Use Case: Als User möchte ich sicher sein, dass die Daten, die ich von der HALO-DB zurück bekomme exakt die sind, die ich hineingeladen habe.
Archiv Aspekt: PID für alle Daten zur uploadzeit Such Aspekt: Liste von PID als Ergebnis einer Suche, oder als Liste in einem Paper, oder auf anderen beliebigen Wegen
We discussed that storing data and getting exactly the same data back at any later time is the most essential requirement to a data archive. This is the reason for adding the essential tag.
Achieving this goal is technically complex, which we also wanted to point out as a tag. However, for all necessary parts we could think of, there is at least one solution which has been proven to be working. So it is also doable.
We don't think that it is possible to reduce this use case into smaller parts, that is the reason why we have removed the big label.
Some more notes:
If we have a persistent identifier (PID) to a dataset, it should be really simple to "upgrade" it to a DOI. By prefixing https://doi.org/10..../
in front of the identifier, a unique DOI could be created. Then if a users accesses the DOI, the user will be redirected to a landing page (which could be generated automatically from the dataset contents). If the user in stead accesses the persistent identifier directly, the user can access the dataset directly.
Notes:
Question: How could another database / client which is unaware of the dataset discovery mechanism obtain datasets from the HALO-DB? Answer: It would be possible to create a gateway which makes PID based datasets available via HTTP (e.g. like the IPFS gateway functionality). The downside of this approach is of course that some of the advantages which are possible by PIDs will not be available to such users.

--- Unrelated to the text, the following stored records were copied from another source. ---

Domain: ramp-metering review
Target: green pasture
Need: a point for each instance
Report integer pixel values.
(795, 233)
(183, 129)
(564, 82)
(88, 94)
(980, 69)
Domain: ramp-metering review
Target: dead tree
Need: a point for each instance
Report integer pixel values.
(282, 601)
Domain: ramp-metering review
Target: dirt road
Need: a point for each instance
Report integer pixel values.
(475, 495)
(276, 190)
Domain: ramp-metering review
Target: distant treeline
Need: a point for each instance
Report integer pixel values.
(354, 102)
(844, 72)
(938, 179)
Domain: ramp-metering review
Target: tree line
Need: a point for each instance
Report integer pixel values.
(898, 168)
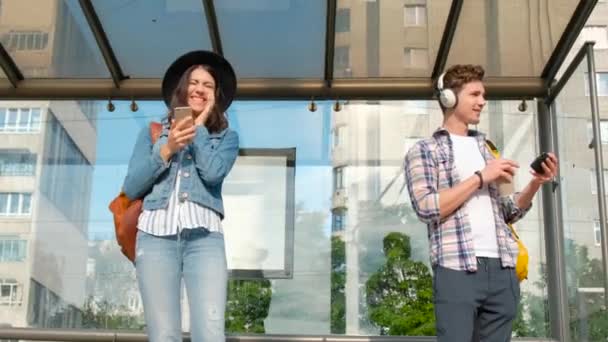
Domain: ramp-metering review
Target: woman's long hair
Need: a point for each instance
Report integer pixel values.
(216, 122)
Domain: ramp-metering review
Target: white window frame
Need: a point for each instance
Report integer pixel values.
(597, 235)
(587, 34)
(419, 15)
(601, 91)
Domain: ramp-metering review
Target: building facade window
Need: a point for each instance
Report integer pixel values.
(338, 178)
(415, 58)
(15, 203)
(597, 233)
(339, 136)
(338, 222)
(12, 249)
(25, 40)
(20, 120)
(65, 173)
(17, 163)
(11, 292)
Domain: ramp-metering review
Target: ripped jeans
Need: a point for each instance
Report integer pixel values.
(196, 255)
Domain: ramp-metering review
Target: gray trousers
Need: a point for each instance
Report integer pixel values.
(475, 306)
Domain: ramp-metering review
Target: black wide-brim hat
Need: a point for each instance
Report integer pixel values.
(224, 71)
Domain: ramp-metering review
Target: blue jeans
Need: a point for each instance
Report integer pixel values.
(198, 256)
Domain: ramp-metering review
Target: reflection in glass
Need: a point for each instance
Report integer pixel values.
(275, 39)
(509, 38)
(147, 36)
(583, 256)
(50, 38)
(388, 38)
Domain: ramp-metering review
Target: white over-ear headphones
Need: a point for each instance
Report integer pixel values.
(447, 97)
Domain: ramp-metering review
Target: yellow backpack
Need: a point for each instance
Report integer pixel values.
(521, 266)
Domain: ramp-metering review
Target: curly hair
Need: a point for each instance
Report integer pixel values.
(460, 74)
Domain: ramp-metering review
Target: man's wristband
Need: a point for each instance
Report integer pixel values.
(478, 173)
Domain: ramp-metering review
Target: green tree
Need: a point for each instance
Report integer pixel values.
(102, 314)
(247, 306)
(588, 315)
(338, 283)
(400, 293)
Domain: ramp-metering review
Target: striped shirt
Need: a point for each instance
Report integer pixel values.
(179, 215)
(429, 169)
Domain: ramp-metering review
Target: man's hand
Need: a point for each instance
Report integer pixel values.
(499, 169)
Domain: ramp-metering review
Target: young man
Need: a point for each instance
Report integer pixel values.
(452, 180)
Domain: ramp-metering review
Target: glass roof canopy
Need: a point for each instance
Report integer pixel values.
(285, 49)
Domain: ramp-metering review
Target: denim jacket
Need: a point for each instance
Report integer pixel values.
(204, 164)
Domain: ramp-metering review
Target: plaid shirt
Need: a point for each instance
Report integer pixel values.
(429, 169)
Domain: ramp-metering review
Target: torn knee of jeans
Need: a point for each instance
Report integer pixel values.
(216, 319)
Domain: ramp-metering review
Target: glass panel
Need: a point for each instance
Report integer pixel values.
(388, 38)
(584, 260)
(3, 203)
(148, 35)
(510, 38)
(71, 51)
(274, 38)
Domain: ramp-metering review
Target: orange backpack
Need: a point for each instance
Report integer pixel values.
(126, 212)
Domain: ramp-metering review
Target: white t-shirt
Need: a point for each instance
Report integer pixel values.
(467, 160)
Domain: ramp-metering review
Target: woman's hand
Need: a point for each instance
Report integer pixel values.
(550, 170)
(180, 135)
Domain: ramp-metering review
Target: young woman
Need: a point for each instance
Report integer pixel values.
(180, 178)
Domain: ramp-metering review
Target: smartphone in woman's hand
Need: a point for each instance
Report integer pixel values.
(180, 113)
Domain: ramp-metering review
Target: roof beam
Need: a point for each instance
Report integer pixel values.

Consent from Zoom Meeting on this topic:
We also noted that a possible implementation to verify a citable dataset all the way from author to user may be possible by including a cryptographic hash of the datasets contents into the DOI of the dataset. This is intentionally not a recommendation as we want to give this freedom to possible implementors.
Probably W3C's distributed identifiers could become a good baseline for the proposed unique identifiers.
As David, I want to have a persistent identifier onto a dataset which I can use in my scripts to directly refer to a dataset in a global, fault tolerant and performant manner. I want to do that because this allows to share data analysis scripts with others without the need for additional descriptions how to manually download the data. I.e. this kind of script should work on any computer anywhere on the world:
This case of script should also work if any single server (or better datacenter) becomes unavailable. There should also be a guarantee that the dataset doesn't change over time because otherwise my results aren't reproducible anymore.
David talked to Francesca who is amazed by this idea as that would have saved her from the current data mess she has to handle.